In their defence, they were hardly alone in seeming not to take the threat seriously and not realising the merits of locking down earlier. And let’s not sugar-coat it, it would have been good to lock-down sooner. Yes, yes, there would have been even greater economic costs but hardly a drop in the ocean compared to the epic global depression we now face, plus the subsequent opening up might have been on the cards sooner and been easier if we had shutdown when there were only a handful of confirmed cases, rather than several thousand. Presumably public health experts would have done more sooner if they could have, even if they did not strongly advise earlier lock-downs in many cases, for whatever reason.

The real oddity is the disconnect between what we were seeing from Italy and China and what we were thinking about here. The prospect of shutting down was just too incomprehensible to process. Perhaps the mediated experience of other people’s lock-downs was somehow too much like a movie, unnervingly real but reassuringly virtual.

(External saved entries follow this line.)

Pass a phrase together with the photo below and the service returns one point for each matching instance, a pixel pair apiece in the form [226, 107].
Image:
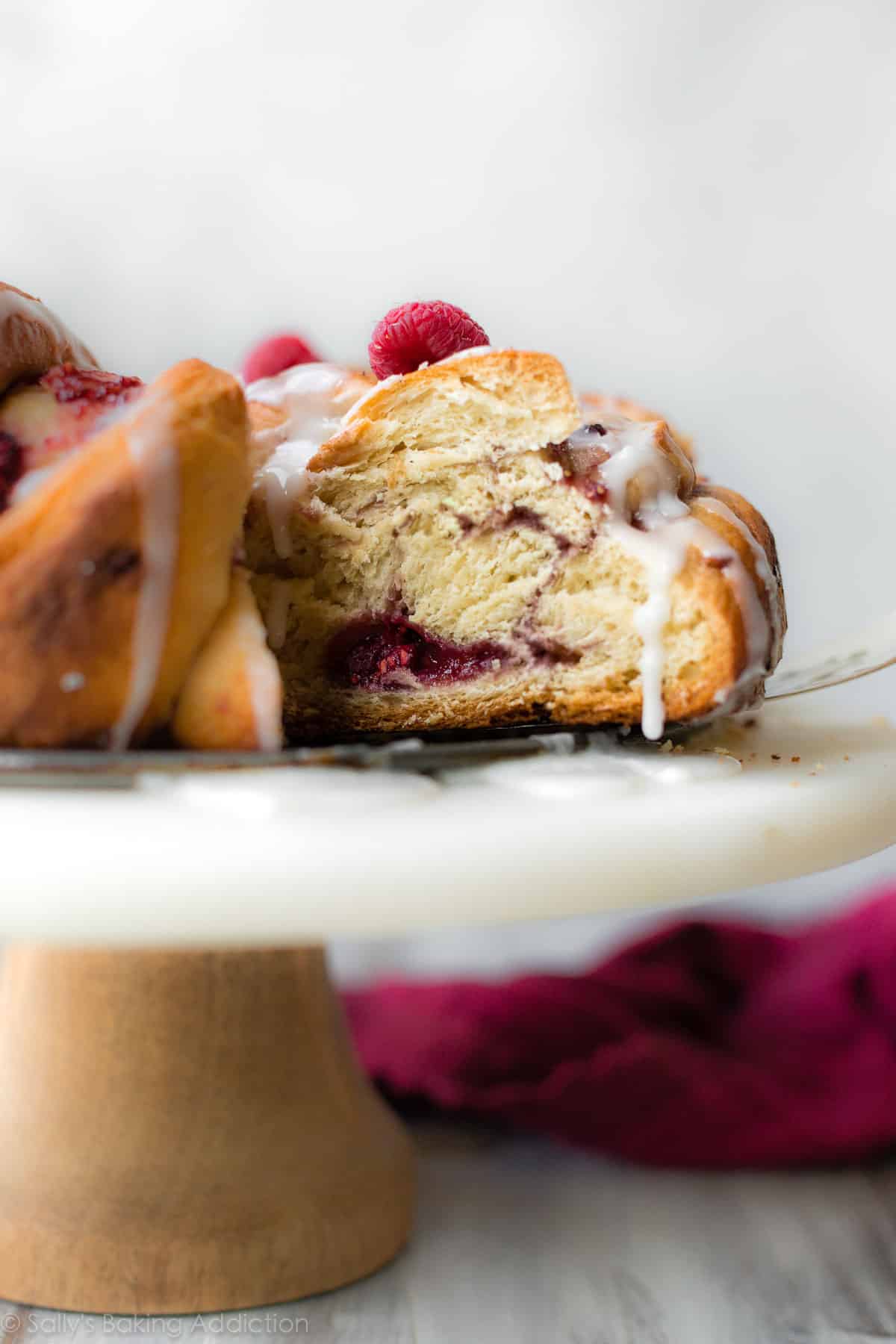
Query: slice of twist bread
[455, 550]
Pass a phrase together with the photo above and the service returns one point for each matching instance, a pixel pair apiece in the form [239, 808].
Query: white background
[694, 203]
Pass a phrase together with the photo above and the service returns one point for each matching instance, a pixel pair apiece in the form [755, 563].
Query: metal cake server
[841, 660]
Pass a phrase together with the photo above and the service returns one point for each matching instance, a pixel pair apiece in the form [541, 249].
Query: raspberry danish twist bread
[462, 544]
[120, 514]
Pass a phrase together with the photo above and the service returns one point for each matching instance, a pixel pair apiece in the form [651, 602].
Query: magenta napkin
[711, 1043]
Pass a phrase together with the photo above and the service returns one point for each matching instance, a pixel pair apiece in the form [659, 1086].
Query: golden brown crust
[72, 564]
[413, 500]
[597, 405]
[233, 698]
[33, 339]
[398, 411]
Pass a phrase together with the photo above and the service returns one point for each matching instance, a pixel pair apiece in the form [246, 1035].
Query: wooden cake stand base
[186, 1132]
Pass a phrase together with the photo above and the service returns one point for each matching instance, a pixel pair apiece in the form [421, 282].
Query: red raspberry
[276, 354]
[415, 334]
[89, 386]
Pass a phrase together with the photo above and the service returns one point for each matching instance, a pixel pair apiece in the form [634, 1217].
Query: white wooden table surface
[524, 1243]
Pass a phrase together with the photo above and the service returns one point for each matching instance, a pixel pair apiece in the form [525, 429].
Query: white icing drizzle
[308, 394]
[763, 570]
[155, 457]
[13, 304]
[277, 613]
[668, 529]
[265, 687]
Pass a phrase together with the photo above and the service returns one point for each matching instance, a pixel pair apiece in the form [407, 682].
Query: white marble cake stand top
[296, 855]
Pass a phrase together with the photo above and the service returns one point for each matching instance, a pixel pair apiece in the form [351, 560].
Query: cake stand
[183, 1125]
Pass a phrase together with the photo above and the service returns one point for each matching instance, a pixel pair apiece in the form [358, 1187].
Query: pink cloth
[704, 1045]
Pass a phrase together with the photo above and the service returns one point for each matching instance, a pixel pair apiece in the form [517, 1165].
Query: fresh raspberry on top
[276, 354]
[421, 334]
[60, 410]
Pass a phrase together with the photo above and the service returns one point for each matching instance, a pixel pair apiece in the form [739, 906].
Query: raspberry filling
[11, 467]
[43, 420]
[89, 388]
[385, 652]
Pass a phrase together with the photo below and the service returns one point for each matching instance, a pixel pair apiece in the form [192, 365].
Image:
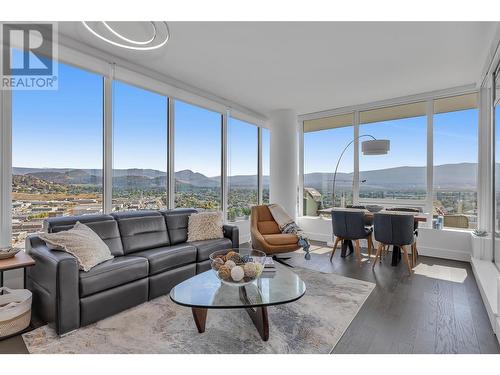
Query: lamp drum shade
[375, 147]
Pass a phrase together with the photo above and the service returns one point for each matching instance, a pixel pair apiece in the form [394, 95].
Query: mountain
[188, 177]
[460, 176]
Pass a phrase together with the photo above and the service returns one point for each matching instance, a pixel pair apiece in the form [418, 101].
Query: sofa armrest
[233, 233]
[54, 284]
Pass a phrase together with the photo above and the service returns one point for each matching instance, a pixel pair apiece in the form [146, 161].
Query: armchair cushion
[281, 239]
[268, 227]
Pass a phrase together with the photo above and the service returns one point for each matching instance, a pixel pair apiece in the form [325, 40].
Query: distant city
[39, 193]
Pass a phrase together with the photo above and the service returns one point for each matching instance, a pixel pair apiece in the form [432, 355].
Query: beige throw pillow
[81, 242]
[205, 226]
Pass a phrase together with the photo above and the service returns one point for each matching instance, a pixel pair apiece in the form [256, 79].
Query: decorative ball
[224, 272]
[237, 273]
[217, 263]
[259, 267]
[247, 259]
[250, 270]
[229, 255]
[234, 256]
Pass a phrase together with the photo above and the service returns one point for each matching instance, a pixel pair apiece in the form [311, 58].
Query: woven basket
[15, 311]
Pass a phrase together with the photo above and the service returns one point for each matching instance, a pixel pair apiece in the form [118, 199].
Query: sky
[63, 129]
[455, 141]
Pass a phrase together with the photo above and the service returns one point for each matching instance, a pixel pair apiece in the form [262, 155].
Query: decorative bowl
[8, 252]
[374, 208]
[238, 267]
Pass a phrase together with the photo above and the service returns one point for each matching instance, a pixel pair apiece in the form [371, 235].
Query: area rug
[313, 324]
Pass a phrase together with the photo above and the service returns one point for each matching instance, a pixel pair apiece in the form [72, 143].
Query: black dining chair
[349, 225]
[395, 230]
[415, 226]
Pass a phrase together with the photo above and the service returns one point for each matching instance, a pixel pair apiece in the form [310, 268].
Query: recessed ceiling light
[160, 34]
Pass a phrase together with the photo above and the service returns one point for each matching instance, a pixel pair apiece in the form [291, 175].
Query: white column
[485, 200]
[284, 160]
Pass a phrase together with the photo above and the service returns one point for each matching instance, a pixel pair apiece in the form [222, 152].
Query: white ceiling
[311, 66]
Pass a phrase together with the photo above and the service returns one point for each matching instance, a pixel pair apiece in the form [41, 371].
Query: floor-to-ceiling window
[401, 173]
[197, 157]
[139, 148]
[455, 135]
[324, 141]
[496, 123]
[57, 151]
[242, 164]
[266, 164]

​Scholars of Baudrillard and Debord might have more insights on this, because just as the first Gulf War ‘did not take place’ for most Americans, except as a cool show on CNN, it seems that for those few weeks and days, the Wuhan and Lombardy lock-downs were also not really happening for us, except as the latest dystopia-set prestige drama, just another spectacle.

And because so many of us failed, individually and collectively, to properly grasp the reality of the situation, we are inclined to excuse our leaders, at least to some extent - after all, we can quite easily empathise with their seemingly delayed reaction, even if we prefer to castigate those who also happen to be our political opponents.

Should we be so forgiving? Should we accept that we were all the blameless victims of the same joint delusion? Was this an act of collective idiocy, of social irrationality, for which no one should really be held responsible? Perhaps. But on the other hand, most of us are not in a position of power. Most of us do not have access to professional advice from experts in contagious disease or to the kinds of information that don’t make it into the public media. And hardly any of us are responsible for the basic security of entire populations.

We should not forget this in a rush to excuse politicians in the same way as we excuse ourselves for not taking this seriously enough early enough. One of the most basic functions of the state is to preserve the security and lives of its citizens, or at least enough of them to legitimate its power. Crisis-management is another fundamental state function and one of the most powerful justifications for the concentration of coercive power in a single organisation.

So is it really acceptable to forgive our leaders on the basis that acting sooner would have been politically difficult? It is very literally their main fucking job to take emergency decisions when this will save the lives of their citizens! Have we become so disgusted with our leaders that we don’t even expect to them to fulfil their most basic tasks, the most powerful argument for them even existing?

Perhaps we have, or perhaps we are still in shock, not unreasonably, still numb and confused and scared. But when the reckoning comes, the inquiries, investigations and commissions, we should be careful not to too lightly forgive those who should perhaps have resisted the collective disbelief that struck the rest of us, should have perhaps been braver and embraced the political risk in doing what was needed to save people’s lives.